STOCHASTIC PROCESSES - 2021/2
Module code: MAT2003
Realistic modelling often requires the inclusion of stochastic (as opposed to deterministic) elements. In this module we study a large class of stochastic processes, that is, probabilistic models for series of events.
KUEH Audrey (Physics)
Number of Credits: 15
ECTS Credits: 7.5
Framework: FHEQ Level 5
JACs code: G330
Module cap (Maximum number of students): N/A
Overall student workload
Independent Learning Hours: 106
Seminar Hours: 11
Guided Learning: 11
Captured Content: 22
Prerequisites / Co-requisites
Indicative content includes:
- concept of stochastic process;
- random walks;
- properties of Markov chains: recurrence and transience, periodicity, communicating classes, irreducibility;
- first step analysis;
- Basic Limit Theorem, stationary distributions, and their applications;
- Markov processes in continuous time: derivation of the Poisson process and generalised birth and death process.
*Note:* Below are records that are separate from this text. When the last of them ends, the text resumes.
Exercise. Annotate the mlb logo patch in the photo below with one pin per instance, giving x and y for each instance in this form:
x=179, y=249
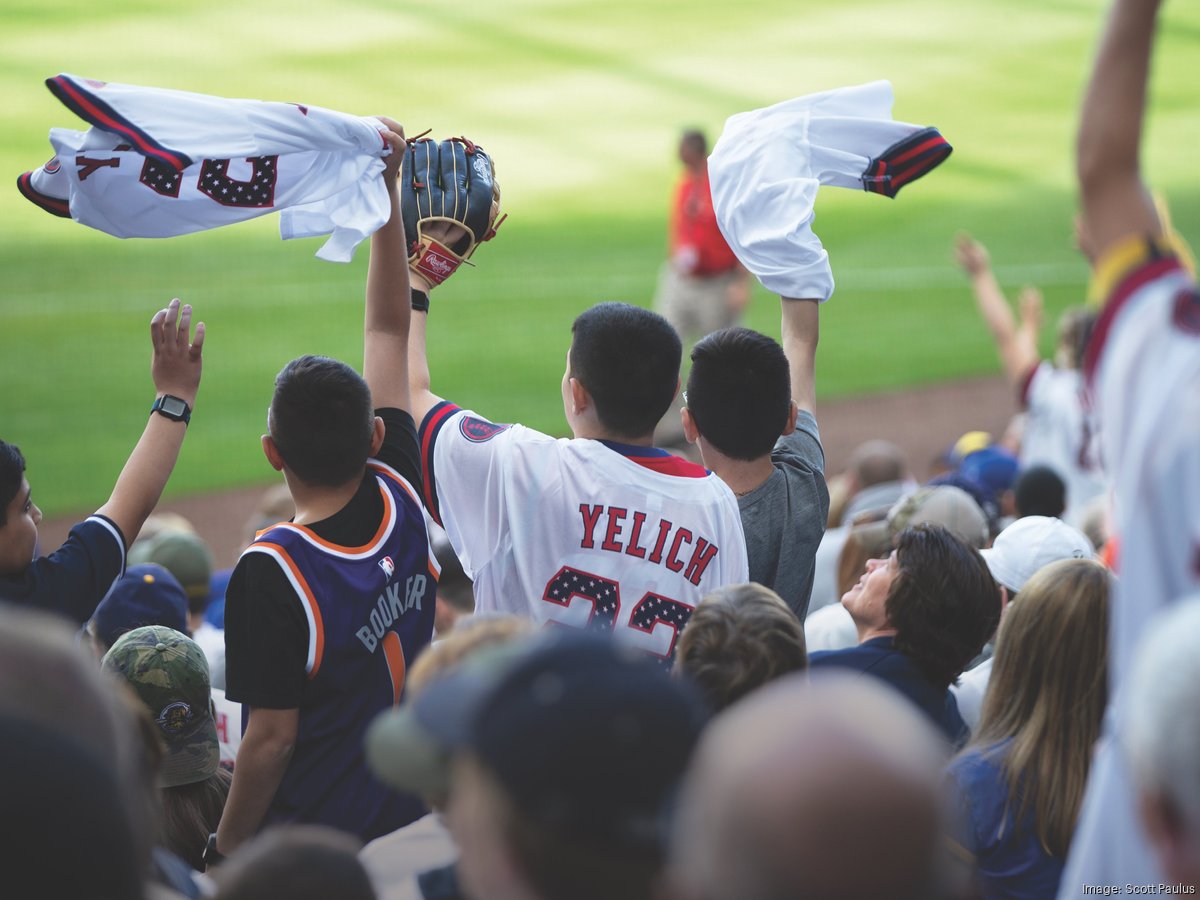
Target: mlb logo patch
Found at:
x=478, y=431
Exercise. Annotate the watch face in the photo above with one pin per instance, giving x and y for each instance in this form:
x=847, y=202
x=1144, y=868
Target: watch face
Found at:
x=174, y=406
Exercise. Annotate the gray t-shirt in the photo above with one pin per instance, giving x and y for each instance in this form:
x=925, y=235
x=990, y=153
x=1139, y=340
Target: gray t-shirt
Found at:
x=785, y=516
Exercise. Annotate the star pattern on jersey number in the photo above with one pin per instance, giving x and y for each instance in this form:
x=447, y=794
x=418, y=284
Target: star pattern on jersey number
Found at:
x=600, y=591
x=258, y=191
x=161, y=178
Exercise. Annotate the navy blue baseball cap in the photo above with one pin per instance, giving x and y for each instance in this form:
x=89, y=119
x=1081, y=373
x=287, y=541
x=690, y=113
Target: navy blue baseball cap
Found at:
x=585, y=735
x=144, y=595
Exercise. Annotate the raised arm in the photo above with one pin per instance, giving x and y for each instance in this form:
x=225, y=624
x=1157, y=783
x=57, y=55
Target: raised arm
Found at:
x=1115, y=203
x=801, y=330
x=424, y=399
x=175, y=370
x=1018, y=346
x=387, y=319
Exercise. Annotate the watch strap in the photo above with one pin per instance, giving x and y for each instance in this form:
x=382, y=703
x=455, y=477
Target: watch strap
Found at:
x=165, y=407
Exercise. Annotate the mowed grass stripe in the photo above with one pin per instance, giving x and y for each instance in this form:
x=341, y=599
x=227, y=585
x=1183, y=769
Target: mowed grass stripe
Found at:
x=580, y=102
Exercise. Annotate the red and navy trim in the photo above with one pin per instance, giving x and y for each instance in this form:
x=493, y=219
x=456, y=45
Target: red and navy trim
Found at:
x=91, y=109
x=658, y=460
x=906, y=161
x=1159, y=262
x=54, y=205
x=427, y=436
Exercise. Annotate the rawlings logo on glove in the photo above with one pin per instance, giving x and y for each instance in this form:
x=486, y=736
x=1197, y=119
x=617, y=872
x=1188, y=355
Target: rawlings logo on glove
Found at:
x=453, y=181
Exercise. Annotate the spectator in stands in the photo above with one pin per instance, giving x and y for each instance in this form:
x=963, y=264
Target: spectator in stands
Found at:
x=874, y=537
x=808, y=791
x=1018, y=553
x=75, y=579
x=169, y=675
x=1020, y=781
x=702, y=287
x=1163, y=739
x=1059, y=427
x=575, y=814
x=295, y=863
x=144, y=595
x=186, y=556
x=876, y=478
x=750, y=409
x=418, y=861
x=922, y=616
x=1038, y=491
x=49, y=683
x=739, y=639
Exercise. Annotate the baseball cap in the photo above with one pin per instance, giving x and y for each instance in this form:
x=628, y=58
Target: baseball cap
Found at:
x=168, y=672
x=1030, y=544
x=144, y=595
x=949, y=507
x=586, y=736
x=993, y=467
x=184, y=553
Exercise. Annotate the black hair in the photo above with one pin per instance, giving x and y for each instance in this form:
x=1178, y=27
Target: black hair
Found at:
x=12, y=469
x=943, y=603
x=1039, y=491
x=322, y=420
x=628, y=359
x=739, y=391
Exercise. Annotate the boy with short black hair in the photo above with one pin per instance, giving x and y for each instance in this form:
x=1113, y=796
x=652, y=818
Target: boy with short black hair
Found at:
x=601, y=531
x=750, y=411
x=75, y=579
x=324, y=612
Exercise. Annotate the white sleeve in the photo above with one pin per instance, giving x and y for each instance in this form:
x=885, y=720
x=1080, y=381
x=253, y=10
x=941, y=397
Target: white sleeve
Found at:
x=466, y=480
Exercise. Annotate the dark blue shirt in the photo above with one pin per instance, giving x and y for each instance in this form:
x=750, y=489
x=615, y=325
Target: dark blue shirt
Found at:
x=73, y=579
x=1009, y=859
x=879, y=658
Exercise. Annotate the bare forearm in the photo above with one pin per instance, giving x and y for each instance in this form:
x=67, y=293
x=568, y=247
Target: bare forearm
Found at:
x=801, y=333
x=1114, y=201
x=1017, y=346
x=388, y=312
x=257, y=777
x=145, y=474
x=423, y=399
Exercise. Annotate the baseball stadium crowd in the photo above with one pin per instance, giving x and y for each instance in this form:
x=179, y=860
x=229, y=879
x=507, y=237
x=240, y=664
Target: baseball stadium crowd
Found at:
x=461, y=659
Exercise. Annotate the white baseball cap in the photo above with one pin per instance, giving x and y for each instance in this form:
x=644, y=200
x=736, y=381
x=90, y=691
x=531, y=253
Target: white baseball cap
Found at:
x=1030, y=544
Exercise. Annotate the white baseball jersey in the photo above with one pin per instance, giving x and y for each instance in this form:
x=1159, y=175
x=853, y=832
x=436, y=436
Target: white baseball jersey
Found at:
x=582, y=533
x=768, y=163
x=1060, y=432
x=1145, y=366
x=159, y=163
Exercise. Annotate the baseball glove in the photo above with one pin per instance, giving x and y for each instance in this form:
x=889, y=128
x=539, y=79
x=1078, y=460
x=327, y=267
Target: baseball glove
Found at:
x=453, y=181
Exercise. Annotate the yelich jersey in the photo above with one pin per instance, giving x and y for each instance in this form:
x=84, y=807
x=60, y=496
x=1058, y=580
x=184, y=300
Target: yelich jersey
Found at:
x=581, y=533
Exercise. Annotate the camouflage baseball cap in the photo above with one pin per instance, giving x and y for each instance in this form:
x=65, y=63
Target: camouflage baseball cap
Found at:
x=169, y=673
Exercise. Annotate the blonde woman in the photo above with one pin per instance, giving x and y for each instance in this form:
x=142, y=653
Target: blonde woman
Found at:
x=1020, y=781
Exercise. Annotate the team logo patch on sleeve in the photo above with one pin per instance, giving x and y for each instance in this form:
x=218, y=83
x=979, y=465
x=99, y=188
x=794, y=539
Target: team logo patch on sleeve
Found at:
x=477, y=431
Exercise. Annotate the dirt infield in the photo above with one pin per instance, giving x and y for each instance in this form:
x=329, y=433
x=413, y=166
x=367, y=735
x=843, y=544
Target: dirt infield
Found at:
x=923, y=421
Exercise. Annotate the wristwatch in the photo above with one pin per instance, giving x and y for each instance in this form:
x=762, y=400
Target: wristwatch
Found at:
x=211, y=856
x=173, y=408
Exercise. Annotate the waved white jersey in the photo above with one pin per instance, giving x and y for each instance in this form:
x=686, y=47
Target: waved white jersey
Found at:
x=159, y=163
x=1060, y=432
x=1145, y=365
x=581, y=533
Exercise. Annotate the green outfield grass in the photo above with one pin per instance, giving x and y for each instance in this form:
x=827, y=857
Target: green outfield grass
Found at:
x=580, y=103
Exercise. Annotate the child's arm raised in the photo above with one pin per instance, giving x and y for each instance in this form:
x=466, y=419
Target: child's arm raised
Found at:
x=175, y=370
x=388, y=305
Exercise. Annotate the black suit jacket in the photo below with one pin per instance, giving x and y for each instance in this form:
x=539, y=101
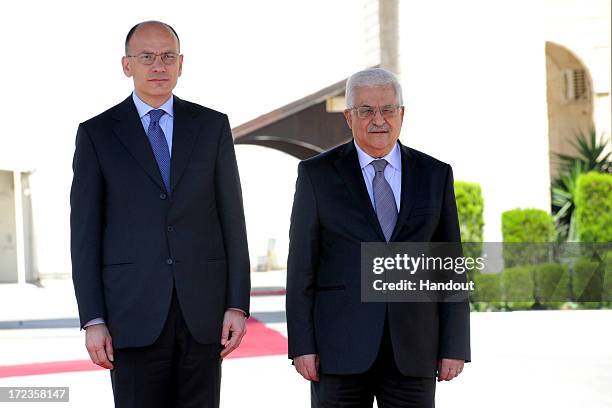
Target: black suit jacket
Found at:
x=131, y=240
x=332, y=215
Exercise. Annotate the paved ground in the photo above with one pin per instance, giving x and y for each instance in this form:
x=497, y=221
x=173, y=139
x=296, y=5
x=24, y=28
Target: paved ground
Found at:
x=520, y=359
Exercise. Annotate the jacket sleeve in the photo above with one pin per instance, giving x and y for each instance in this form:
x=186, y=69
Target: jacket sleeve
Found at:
x=301, y=267
x=454, y=316
x=86, y=218
x=228, y=194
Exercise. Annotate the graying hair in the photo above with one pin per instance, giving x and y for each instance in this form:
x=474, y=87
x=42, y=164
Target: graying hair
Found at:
x=372, y=77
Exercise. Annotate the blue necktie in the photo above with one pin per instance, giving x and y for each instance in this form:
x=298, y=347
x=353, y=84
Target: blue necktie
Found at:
x=159, y=145
x=384, y=200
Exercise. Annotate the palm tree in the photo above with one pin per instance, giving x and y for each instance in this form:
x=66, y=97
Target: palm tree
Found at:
x=591, y=155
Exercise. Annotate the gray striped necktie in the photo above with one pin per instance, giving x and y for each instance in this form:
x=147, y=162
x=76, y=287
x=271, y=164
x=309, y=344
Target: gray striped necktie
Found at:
x=159, y=144
x=384, y=200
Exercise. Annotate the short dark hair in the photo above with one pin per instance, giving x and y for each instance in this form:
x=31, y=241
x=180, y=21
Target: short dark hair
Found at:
x=133, y=29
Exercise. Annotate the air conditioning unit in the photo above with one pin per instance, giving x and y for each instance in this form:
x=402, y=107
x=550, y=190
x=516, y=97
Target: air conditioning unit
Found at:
x=576, y=85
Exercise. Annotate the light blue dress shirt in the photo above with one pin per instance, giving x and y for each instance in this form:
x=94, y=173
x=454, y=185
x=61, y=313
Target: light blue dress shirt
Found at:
x=166, y=122
x=393, y=171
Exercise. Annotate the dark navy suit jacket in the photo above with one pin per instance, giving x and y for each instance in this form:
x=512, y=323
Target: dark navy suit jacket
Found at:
x=332, y=216
x=131, y=240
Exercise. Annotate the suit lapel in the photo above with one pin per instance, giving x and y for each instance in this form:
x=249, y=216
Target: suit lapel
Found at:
x=409, y=188
x=131, y=134
x=350, y=170
x=183, y=139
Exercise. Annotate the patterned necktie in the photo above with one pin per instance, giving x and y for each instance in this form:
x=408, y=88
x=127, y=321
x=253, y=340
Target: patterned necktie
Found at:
x=159, y=145
x=384, y=200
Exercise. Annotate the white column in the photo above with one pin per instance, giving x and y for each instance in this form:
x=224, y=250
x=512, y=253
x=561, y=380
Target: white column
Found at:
x=19, y=235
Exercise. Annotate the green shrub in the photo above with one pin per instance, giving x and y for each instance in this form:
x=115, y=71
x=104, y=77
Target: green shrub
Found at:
x=526, y=226
x=552, y=284
x=594, y=207
x=470, y=206
x=518, y=287
x=487, y=288
x=607, y=286
x=587, y=282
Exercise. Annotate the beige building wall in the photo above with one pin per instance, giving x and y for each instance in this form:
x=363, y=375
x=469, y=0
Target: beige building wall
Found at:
x=8, y=240
x=475, y=96
x=584, y=28
x=578, y=37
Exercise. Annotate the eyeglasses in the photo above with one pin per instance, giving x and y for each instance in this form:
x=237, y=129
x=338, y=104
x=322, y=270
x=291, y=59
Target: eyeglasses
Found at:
x=369, y=112
x=148, y=58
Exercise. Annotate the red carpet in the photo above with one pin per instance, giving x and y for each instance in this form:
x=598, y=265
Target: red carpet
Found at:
x=259, y=341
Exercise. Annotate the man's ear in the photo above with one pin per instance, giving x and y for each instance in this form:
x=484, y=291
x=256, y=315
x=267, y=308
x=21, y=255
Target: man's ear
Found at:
x=127, y=69
x=347, y=116
x=180, y=64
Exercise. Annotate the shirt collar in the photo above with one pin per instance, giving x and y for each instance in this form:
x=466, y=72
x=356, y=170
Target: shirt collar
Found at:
x=393, y=157
x=143, y=109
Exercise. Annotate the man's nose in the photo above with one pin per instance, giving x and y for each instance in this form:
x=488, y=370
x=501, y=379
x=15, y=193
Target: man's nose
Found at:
x=378, y=118
x=158, y=65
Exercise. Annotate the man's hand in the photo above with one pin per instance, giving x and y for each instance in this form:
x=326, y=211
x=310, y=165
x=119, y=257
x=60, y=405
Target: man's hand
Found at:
x=449, y=368
x=99, y=345
x=234, y=329
x=308, y=366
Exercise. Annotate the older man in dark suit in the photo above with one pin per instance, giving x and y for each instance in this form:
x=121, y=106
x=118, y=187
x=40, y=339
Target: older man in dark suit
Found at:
x=372, y=189
x=159, y=251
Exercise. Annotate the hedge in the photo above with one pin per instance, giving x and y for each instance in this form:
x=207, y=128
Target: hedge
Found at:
x=518, y=286
x=526, y=226
x=594, y=207
x=552, y=283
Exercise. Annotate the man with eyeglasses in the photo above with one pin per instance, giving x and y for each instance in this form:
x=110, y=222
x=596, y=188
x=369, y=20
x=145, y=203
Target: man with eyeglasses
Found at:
x=158, y=239
x=371, y=189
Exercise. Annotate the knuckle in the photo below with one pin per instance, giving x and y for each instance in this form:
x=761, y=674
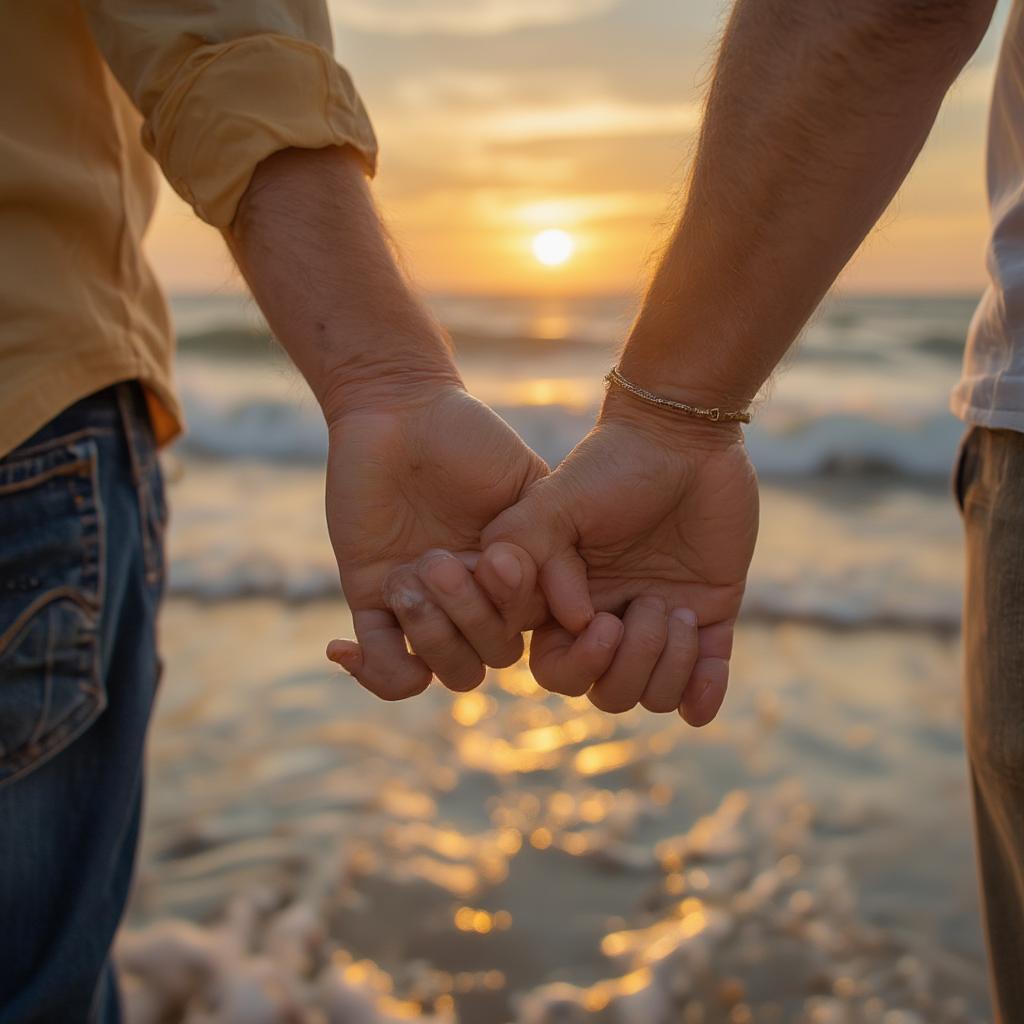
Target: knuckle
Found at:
x=505, y=656
x=659, y=704
x=611, y=704
x=462, y=680
x=649, y=640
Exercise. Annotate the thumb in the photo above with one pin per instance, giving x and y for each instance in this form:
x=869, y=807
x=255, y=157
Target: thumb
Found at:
x=536, y=527
x=563, y=580
x=508, y=574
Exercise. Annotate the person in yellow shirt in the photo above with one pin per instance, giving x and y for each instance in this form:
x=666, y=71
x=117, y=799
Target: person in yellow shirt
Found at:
x=630, y=558
x=247, y=114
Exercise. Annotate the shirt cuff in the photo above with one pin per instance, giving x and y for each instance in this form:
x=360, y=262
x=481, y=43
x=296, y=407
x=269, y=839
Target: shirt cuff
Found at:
x=230, y=105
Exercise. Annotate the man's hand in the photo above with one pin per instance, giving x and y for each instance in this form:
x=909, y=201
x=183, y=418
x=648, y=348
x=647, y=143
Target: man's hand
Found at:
x=427, y=475
x=654, y=510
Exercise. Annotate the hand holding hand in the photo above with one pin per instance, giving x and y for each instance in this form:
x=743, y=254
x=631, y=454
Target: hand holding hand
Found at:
x=421, y=474
x=655, y=517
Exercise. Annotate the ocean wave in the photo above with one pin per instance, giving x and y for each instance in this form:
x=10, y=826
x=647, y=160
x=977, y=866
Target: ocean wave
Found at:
x=791, y=445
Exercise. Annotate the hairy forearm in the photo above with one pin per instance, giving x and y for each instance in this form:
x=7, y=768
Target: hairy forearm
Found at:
x=815, y=114
x=310, y=245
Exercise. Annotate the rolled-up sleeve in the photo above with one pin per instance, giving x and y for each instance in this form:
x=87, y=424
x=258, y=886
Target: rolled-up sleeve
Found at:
x=223, y=84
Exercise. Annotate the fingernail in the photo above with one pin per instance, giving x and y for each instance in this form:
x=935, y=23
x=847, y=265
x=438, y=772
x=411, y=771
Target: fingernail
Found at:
x=444, y=572
x=701, y=692
x=508, y=568
x=607, y=632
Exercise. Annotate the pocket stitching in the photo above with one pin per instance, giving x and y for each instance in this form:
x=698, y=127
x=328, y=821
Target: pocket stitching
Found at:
x=82, y=717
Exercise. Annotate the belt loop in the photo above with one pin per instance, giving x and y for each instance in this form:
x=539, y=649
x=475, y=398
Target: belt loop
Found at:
x=129, y=418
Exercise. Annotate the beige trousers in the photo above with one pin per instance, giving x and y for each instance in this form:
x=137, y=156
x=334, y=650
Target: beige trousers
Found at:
x=990, y=489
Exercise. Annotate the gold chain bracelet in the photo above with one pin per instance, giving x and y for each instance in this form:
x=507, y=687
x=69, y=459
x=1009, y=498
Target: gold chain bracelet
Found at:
x=715, y=415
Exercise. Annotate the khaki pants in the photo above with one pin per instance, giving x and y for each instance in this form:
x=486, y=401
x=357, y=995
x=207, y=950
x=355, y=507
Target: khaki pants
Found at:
x=990, y=489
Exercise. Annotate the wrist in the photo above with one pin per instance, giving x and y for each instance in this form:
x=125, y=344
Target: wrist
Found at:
x=382, y=383
x=666, y=427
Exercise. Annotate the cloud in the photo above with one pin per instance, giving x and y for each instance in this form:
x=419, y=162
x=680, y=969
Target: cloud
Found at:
x=462, y=17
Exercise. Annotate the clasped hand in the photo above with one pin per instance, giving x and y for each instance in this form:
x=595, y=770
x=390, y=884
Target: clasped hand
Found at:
x=628, y=561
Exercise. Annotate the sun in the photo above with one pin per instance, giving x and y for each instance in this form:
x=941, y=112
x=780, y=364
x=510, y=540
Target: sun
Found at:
x=553, y=247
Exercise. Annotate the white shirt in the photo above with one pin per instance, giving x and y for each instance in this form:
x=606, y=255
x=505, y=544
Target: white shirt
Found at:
x=991, y=389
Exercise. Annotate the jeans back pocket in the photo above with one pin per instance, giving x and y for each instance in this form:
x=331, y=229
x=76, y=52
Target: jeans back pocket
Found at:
x=51, y=563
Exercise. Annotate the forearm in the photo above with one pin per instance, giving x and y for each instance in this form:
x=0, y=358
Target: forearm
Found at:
x=815, y=114
x=310, y=245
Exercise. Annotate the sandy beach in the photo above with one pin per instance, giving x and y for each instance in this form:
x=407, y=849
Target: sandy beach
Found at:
x=311, y=854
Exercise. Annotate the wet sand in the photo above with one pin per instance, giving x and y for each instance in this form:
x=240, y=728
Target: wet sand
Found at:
x=312, y=854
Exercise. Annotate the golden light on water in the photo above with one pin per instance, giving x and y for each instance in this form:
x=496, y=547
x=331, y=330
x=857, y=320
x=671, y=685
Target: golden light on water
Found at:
x=553, y=247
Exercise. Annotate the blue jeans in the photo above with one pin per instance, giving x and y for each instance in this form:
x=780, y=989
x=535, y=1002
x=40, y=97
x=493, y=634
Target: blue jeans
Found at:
x=82, y=517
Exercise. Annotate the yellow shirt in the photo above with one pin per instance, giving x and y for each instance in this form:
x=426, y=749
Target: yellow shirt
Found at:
x=209, y=88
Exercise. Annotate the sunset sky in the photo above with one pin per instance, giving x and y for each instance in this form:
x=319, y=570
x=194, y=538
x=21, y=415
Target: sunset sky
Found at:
x=502, y=119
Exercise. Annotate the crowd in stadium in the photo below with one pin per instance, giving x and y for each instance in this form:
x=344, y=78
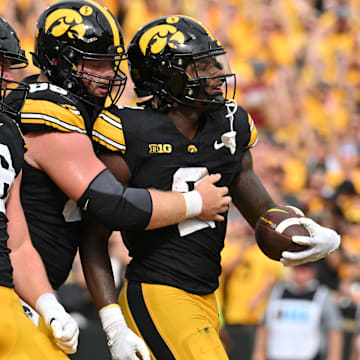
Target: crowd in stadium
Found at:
x=297, y=66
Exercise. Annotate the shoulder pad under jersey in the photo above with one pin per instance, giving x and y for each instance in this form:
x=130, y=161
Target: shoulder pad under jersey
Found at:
x=49, y=107
x=12, y=139
x=108, y=129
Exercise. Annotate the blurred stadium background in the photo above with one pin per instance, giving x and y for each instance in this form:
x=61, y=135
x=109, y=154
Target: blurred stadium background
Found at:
x=298, y=73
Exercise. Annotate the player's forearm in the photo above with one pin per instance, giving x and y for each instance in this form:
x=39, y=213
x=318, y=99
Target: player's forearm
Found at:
x=29, y=275
x=168, y=208
x=96, y=264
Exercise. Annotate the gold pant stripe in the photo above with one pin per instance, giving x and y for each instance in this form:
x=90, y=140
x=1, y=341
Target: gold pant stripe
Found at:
x=187, y=324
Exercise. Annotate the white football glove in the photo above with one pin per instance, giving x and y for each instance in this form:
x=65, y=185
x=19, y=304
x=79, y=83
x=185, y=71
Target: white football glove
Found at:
x=322, y=241
x=63, y=327
x=122, y=342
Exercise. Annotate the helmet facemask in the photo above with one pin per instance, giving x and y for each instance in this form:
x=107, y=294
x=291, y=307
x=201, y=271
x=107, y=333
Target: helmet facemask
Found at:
x=78, y=79
x=209, y=82
x=7, y=85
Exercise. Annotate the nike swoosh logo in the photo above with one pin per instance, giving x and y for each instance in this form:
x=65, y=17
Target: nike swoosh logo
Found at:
x=217, y=145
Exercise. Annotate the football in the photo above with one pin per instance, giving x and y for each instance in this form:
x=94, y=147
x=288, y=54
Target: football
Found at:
x=274, y=229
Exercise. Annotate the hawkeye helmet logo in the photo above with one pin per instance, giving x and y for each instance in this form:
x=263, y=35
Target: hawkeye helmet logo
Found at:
x=158, y=37
x=68, y=21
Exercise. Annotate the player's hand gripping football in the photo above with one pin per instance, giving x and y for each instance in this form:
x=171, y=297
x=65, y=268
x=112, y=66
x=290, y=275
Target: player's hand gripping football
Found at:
x=321, y=242
x=122, y=342
x=62, y=326
x=214, y=199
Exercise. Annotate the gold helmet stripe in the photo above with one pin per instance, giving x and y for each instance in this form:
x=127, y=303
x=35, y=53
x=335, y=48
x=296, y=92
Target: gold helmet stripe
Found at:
x=110, y=19
x=202, y=25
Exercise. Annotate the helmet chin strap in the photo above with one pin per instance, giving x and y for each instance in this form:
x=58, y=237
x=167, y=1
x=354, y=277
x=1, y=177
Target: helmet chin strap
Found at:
x=229, y=138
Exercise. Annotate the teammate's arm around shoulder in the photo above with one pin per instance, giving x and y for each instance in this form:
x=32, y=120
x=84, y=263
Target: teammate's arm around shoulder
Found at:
x=69, y=160
x=30, y=278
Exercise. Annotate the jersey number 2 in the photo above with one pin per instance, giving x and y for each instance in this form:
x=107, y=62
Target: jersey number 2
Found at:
x=7, y=175
x=184, y=180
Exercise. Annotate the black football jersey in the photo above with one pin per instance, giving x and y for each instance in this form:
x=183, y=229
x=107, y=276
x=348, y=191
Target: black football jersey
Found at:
x=53, y=219
x=186, y=255
x=12, y=148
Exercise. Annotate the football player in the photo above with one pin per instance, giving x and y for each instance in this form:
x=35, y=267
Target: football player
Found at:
x=79, y=49
x=189, y=128
x=20, y=264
|Assessment type||Unit of assessment||Weighting|
|Online Scheduled Summative Class Test||ONLINE TEST||20|
|Examination Online||ONLINE EXAM||80|
The assessment strategy is designed to provide students with the opportunity to demonstrate
· Understanding of and ability to interpret and manipulate mathematical statements.
· Subject knowledge through the recall of key definitions, theorems and their proofs.
· Analytical ability through the solution of unseen problems in the in-semester test and in the exam.
Thus, the summative assessment for this module consists of:
· One two hour examination; worth 80% of the module mark.
· One in-semester test; worth 20% of the module mark.
Formative assessment and feedback
Students receive written feedback via marked unassessed coursework. In addition, verbal feedback is provided by lecturer/class tutor at biweekly tutorial lectures.
- This module aims to introduce students to stochastic processes and their applications.
|1||Understand the properties of stochastic processes||KCP|
|2||apply this knowledge to analyse specific stochastic processes, occurring for example in finance or biology.||KCPT|
C - Cognitive/analytical
K - Subject knowledge
T - Transferable skills
P - Professional/Practical skills
Methods of Teaching / Learning
The learning and teaching strategy is designed to introduce students to the theory of stochastic processes.
The learning and teaching methods include:
- 3 hour lectures per week x 11 weeks, on the blackboard and Q + A opportunities for students;
- Including (every second week) a tutorial lecture for guided discussion of solutions to problem sheets or unassessed coursework provided to and worked on by students in advance.
- Including revision lectures (in week 12).
Indicated Lecture Hours (which may also include seminars, tutorials, workshops and other contact time) are approximate and may include in-class tests where one or more of these are an assessment on the module. In-class tests are scheduled/organised separately to taught content and will be published on to student personal timetables, where they apply to taken modules, as soon as they are finalised by central administration. This will usually be after the initial publication of the teaching timetable for the relevant semester.
Upon accessing the reading list, please search for the module using the module code: MAT2003
Programmes this module appears in
|Mathematics MMath||1||Optional||A weighted aggregate mark of 40% is required to pass the module|
|Mathematics with Statistics MMath||1||Compulsory||A weighted aggregate mark of 40% is required to pass the module|
|Mathematics with Statistics BSc (Hons)||1||Compulsory||A weighted aggregate mark of 40% is required to pass the module|
|Mathematics BSc (Hons)||1||Optional||A weighted aggregate mark of 40% is required to pass the module|
|Financial Mathematics BSc (Hons)||1||Compulsory||A weighted aggregate mark of 40% is required to pass the module|
Please note that the information detailed within this record is accurate at the time of publishing and may be subject to change. This record contains information for the most up to date version of the programme / module for the 2021/2 academic year.